Tilting at windmills

I have the dim neighbor.  Anybody got a spare horse?

Dear Word Detective:  I don’t know why, but lately I’ve been unable to rid my consciousness of the phrase “tilting at windmills.”  Unable to, and hardly more willing to, find it anywhere, I turn to you and your wonderful staff for help. — Richard Clow.

That’s a good question, but I’m afraid my wonderful staff won’t be of much help, as they are occupied (quite literally) at the moment by an infestation of fleas.  Gus the Cat is perched atop the Frigidaire scratching furiously, and Pokie the Dog is apparently so intent on chewing her tail that she hasn’t answered the phone all week.  But I’ll do my best to carry on without them.

“To tilt at windmills” is a venerable English idiom meaning to pursue an unrealistic,  impractical, or impossible goal, or to battle imaginary enemies.  In current usage, “tilting at windmills” carries connotations of engaging in a noble but unrealistic (usually wildly unrealistic) effort, an endeavor which may garner the admiration of onlookers but which usually strikes other people as delusional (“Rather eccentric … inclined to tilt at windmills,” Agatha Christie, Death on the Nile, 1937).  The phrase is especially popular in the US media during the presidential election season every four years, when at least two or three candidates pop up who have something to say but exactly zero chances of actually winning.

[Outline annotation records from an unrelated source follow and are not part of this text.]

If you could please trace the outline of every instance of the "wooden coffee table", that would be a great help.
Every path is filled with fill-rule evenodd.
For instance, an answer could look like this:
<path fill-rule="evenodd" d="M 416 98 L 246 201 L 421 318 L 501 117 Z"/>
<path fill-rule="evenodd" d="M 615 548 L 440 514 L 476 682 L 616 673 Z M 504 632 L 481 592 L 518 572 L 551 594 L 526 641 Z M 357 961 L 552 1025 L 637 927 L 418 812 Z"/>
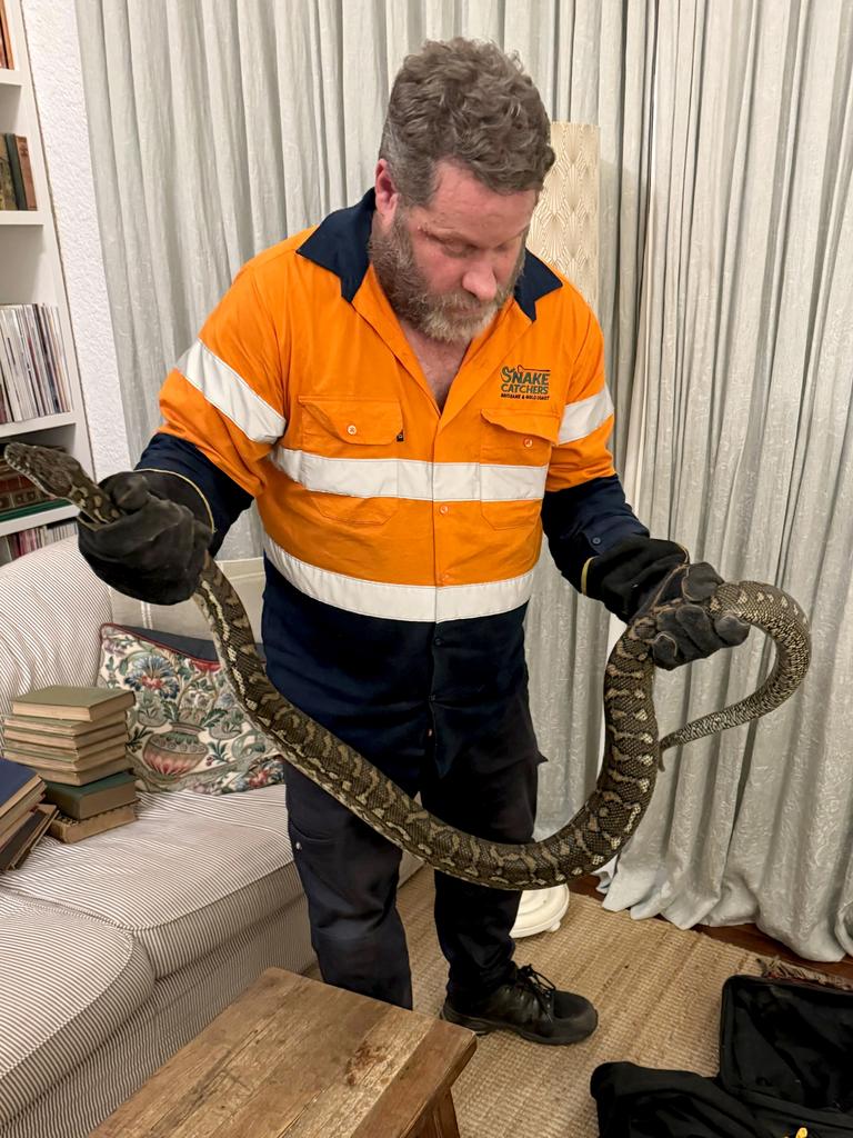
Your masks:
<path fill-rule="evenodd" d="M 458 1138 L 477 1037 L 268 968 L 92 1138 Z"/>

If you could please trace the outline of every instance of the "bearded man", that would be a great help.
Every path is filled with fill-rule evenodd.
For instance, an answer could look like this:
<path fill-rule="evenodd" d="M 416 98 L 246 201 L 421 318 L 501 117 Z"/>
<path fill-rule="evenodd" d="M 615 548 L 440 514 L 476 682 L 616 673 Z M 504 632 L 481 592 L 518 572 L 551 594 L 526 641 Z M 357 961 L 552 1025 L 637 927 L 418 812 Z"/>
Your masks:
<path fill-rule="evenodd" d="M 136 471 L 105 483 L 132 513 L 81 528 L 106 582 L 173 603 L 254 500 L 271 681 L 426 809 L 504 842 L 532 835 L 543 761 L 523 640 L 543 530 L 624 620 L 686 561 L 626 503 L 593 313 L 524 247 L 553 162 L 517 59 L 466 40 L 407 57 L 373 188 L 242 267 Z M 719 578 L 695 569 L 698 599 Z M 746 630 L 681 596 L 654 653 L 674 667 Z M 288 826 L 324 980 L 411 1007 L 400 851 L 292 769 Z M 589 1001 L 514 963 L 517 904 L 436 875 L 442 1015 L 582 1039 Z"/>

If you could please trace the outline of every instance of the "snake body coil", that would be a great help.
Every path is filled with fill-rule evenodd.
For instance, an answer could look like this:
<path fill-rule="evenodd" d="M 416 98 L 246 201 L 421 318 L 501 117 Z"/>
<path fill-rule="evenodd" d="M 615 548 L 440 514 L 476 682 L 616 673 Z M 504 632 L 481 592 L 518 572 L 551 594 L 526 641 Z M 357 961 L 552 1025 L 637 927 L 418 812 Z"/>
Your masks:
<path fill-rule="evenodd" d="M 71 456 L 10 443 L 6 459 L 47 493 L 68 498 L 96 526 L 122 517 Z M 630 625 L 605 669 L 605 752 L 593 794 L 557 833 L 516 846 L 474 838 L 446 825 L 351 747 L 288 702 L 266 676 L 240 597 L 209 556 L 193 600 L 210 625 L 220 661 L 247 718 L 280 748 L 288 762 L 384 838 L 436 869 L 497 889 L 545 889 L 608 861 L 645 814 L 664 750 L 767 715 L 796 690 L 809 667 L 808 625 L 796 601 L 771 585 L 748 580 L 723 584 L 703 603 L 712 615 L 732 612 L 771 636 L 777 646 L 776 663 L 752 695 L 659 740 L 654 665 L 644 640 L 649 622 Z"/>

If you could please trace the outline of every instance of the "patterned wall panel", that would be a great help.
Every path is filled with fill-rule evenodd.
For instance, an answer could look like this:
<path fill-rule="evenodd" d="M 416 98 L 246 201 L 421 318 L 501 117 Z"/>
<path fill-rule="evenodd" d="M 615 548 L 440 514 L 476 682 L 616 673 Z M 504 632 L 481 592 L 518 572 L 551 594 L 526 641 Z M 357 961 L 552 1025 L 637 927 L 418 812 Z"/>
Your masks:
<path fill-rule="evenodd" d="M 528 247 L 598 305 L 598 127 L 552 123 L 557 160 L 548 173 Z"/>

The first occurrence of this phrase found in print so far (in the form “fight with windmills”) dates to 1644, which is remarkable because the source of the phrase had first been published only a few years earlier, in 1605, and in Spanish to boot.  The relative rapidity of the spread of the phrase in English is a tribute to the enormous popularity of its source, the novel “Don Quixote” (in full, “The Ingenious Hidalgo Don Quixote of La Mancha”) by Miguel de Cervantes Saavedra, first published in English in 1620.   In Cervantes’ story, a retired eccentric obsessed with the ideals of medieval chivalry imagines himself a knight and sets out on a quest for adventure, which is made considerably more dramatic by the fact that “Don Quixote” (as the hero has dubbed himself) misinterprets just about everything he encounters.  In the relevant passage early on in Quixote’s sojourn, he and his companion Sancho Panza (a dim neighbor he has recruited as his squire) encounter some windmills, which Don Quixote charges on his horse, his knight’s lance extended, believing them to be not windmills, but malevolent giants.

Had they actually been giants, of course, Quixote’s effort would have been noble but probably futile.  The fact that they were actually windmills made the episode a perfect metaphor for an effort that is noble and futile but also deluded and a bit silly.  “Tilt” in the phrase “tilting at windmills” is an antiquated sense of the verb “to tilt” meaning “to engage in combat,” specifically for two mounted knights to charge each other with lances extended.

The enduring popularity of “Don Quixote” is also the source of our English adjective “quixotic” (usually pronounced “kwik-SAH-tik,” in contrast to “Quixote,” which is usually pronounced “kee-HOH-tee”).  “Quixotic,” as you would expect, means “foolishly impractical especially in the pursuit of ideals,” but also carries connotations of “unpredictable” and “fickle.”